[Info-vax] x86-64 data aligment / faulting

Sat Feb 26 23:50:51 EST 2022

On Saturday, February 26, 2022 at 4:36:58 PM UTC-5, Arne Vajhøj wrote:
> On 2/25/2022 11:37 PM, Bob Gezelter wrote: 
> > On Friday, February 25, 2022 at 7:12:55 PM UTC-5, Arne Vajhøj wrote: 
> >> On 2/25/2022 6:57 PM, Mark Daniel wrote: 
> >>> On 26/2/22 8:23 am, Mark Daniel wrote: 
> >>>> Alpha and Itanium had data alignment requirements with 
> >>>> penalties for faulting. Does x86-64? Is 
> >>>> sys$start_align_fault_report() et al. still relevant? 
> >>> 
> >>> Hmmm. Using an alignment fault generator and reporter I'm seeing 
> >>> plenty on Alpha and Itanium; zero on x86-64. 
> >> I had an old Fortran program testing alignment overhead and I just 
> >> ran it on Windows x86-64 and it showed absolutely no overhead for 
> >> bad alignment of REAL*8 arrays (and there is a lot of overhead on 
> >> VMS Alpha and Itanium). 
> >> 
> >> I guess we can say welcome back to CISC. :-) 
> >
> > With all due respect, the performance penalty for non-aligned 
> > references is still very real, speaking as one who did a lot of work 
> > on non-faulting IBM System/370 processors back in the day. The same 
> > was true with VAX CPUs. They did not fault, but they paid a 
> > performance penalty. 
> > 
> > There is a difference in context from the days of the System/370 and 
> > the VAX: multi-level large caches. 
> > 
> > The caches close to the processing core are very fast. This obscures 
> > the loss of performance due to non-aligned references.
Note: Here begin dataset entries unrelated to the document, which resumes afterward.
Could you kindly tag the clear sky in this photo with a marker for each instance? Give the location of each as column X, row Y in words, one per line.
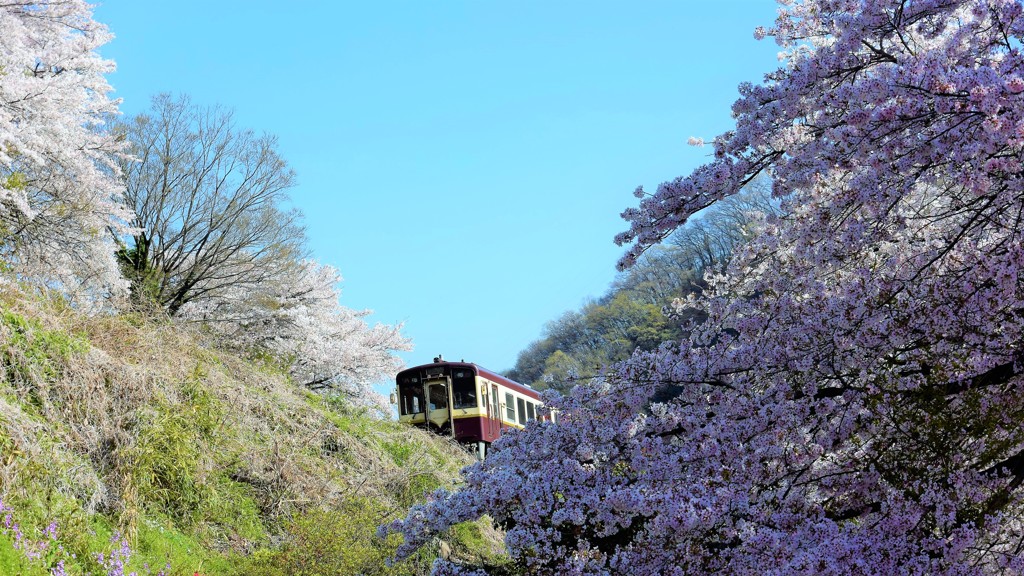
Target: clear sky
column 462, row 163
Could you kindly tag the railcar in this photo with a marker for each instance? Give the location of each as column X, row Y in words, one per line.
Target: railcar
column 466, row 401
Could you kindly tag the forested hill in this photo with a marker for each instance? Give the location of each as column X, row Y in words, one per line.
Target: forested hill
column 640, row 310
column 126, row 441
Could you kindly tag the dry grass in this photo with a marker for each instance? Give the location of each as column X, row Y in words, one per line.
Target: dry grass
column 129, row 415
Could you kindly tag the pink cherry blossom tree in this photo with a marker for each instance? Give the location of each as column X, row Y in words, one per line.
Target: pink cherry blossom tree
column 59, row 198
column 853, row 403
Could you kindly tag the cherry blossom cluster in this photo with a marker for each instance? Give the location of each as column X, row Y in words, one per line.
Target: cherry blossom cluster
column 59, row 196
column 853, row 402
column 297, row 317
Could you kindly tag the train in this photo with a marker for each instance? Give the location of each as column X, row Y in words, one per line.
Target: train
column 470, row 403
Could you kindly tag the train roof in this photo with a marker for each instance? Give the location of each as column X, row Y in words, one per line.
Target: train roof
column 488, row 374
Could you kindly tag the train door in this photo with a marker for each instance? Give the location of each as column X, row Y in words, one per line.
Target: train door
column 438, row 401
column 495, row 421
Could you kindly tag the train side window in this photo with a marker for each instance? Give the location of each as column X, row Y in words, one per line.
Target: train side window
column 509, row 407
column 412, row 399
column 464, row 388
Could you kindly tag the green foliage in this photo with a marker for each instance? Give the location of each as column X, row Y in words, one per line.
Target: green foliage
column 164, row 464
column 342, row 540
column 44, row 352
column 197, row 456
column 633, row 314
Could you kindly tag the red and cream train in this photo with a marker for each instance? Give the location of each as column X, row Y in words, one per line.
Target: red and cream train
column 466, row 401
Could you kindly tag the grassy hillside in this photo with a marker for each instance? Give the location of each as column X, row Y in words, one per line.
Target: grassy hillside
column 123, row 432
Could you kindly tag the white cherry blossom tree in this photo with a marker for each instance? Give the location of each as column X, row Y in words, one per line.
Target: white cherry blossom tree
column 60, row 202
column 297, row 319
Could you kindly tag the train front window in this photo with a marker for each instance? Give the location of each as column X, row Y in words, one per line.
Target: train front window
column 438, row 397
column 411, row 396
column 464, row 388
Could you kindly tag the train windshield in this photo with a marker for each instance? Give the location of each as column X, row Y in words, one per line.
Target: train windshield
column 464, row 388
column 410, row 397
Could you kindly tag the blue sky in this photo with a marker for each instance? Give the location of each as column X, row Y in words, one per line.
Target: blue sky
column 462, row 163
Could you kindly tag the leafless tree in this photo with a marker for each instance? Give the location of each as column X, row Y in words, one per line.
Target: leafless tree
column 210, row 204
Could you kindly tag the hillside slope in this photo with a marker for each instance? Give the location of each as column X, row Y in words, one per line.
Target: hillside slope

Second, all 
> > loads/stores to/from a cache are, almost by definition, aligned. 
> > 
> > A program designed to produce alignment faults is also very likely to 
> > not abuse the memory system in a way to detect the mis-aligned data 
> > penalty. Faults, which are synchronous interrupts, have overhead 
> > orders of magnitude more than a double memory fetch, particularly 
> > when sequential elements are referenced (sequential elements may well 
> > be in the same cache line, even if not aligned on the proper 
> > boundary). 
> > 
> > If I had the spare time to play with it, I would write a program to 
> > randomly address a storage area beyond total cache size, so that 
> > every memory reference is a cache miss. Run aligned and unaligned 
> > data references and compare the result. 
> > 
> > It is easy for a benchmark to measure the incorrect phenomenon.
> There are lies, damn lies and benchmarks. 
> 
> :-) 
> 
> I tested on a 2 MB array. 
> 
> And I admit that the results can be due to many things. 
> 
> But the numbers sure show a big difference! 
> 
> Fortran/VMS/Itanium: 
> 
> OFFSET 0 : 590 ms 
> OFFSET 1 : 197510 ms 
> OFFSET 2 : 197510 ms 
> OFFSET 3 : 197520 ms 
> OFFSET 4 : 197510 ms 
> OFFSET 5 : 197510 ms 
> OFFSET 6 : 197510 ms 
> OFFSET 7 : 197510 ms 
> OFFSET 8 : 590 ms 
> OFFSET 9 : 197510 ms 
> OFFSET 10 : 197520 ms 
> OFFSET 11 : 197520 ms 
> OFFSET 12 : 197520 ms 
> OFFSET 13 : 197520 ms 
> OFFSET 14 : 197520 ms 
> OFFSET 15 : 197520 ms 
> OFFSET 16 : 580 ms 
> 
> GFortran/Windows/x86-64 (100x more reps): 
> 
> OFFSET 0 : 7473 ms 
> OFFSET 1 : 7285 ms 
> OFFSET 2 : 7301 ms 
> OFFSET 3 : 7301 ms 
> OFFSET 4 : 7269 ms 
> OFFSET 5 : 7208 ms 
> OFFSET 6 : 7191 ms 
> OFFSET 7 : 7192 ms 
> OFFSET 8 : 7519 ms 
> OFFSET 9 : 7285 ms 
> OFFSET 10 : 7270 ms 
> OFFSET 11 : 7285 ms 
> OFFSET 12 : 7270 ms 
> OFFSET 13 : 7207 ms 
> OFFSET 14 : 7176 ms 
> OFFSET 15 : 7176 ms 
> OFFSET 16 : 7473 ms 
> 
> Arne
Arne,

One needs to analyze beyond raw performance. In this case, I start with the cache organization and related structure. If you "break" the cache, buy forcing every reference to be a cache miss, one will essentially see the 2x performance loss.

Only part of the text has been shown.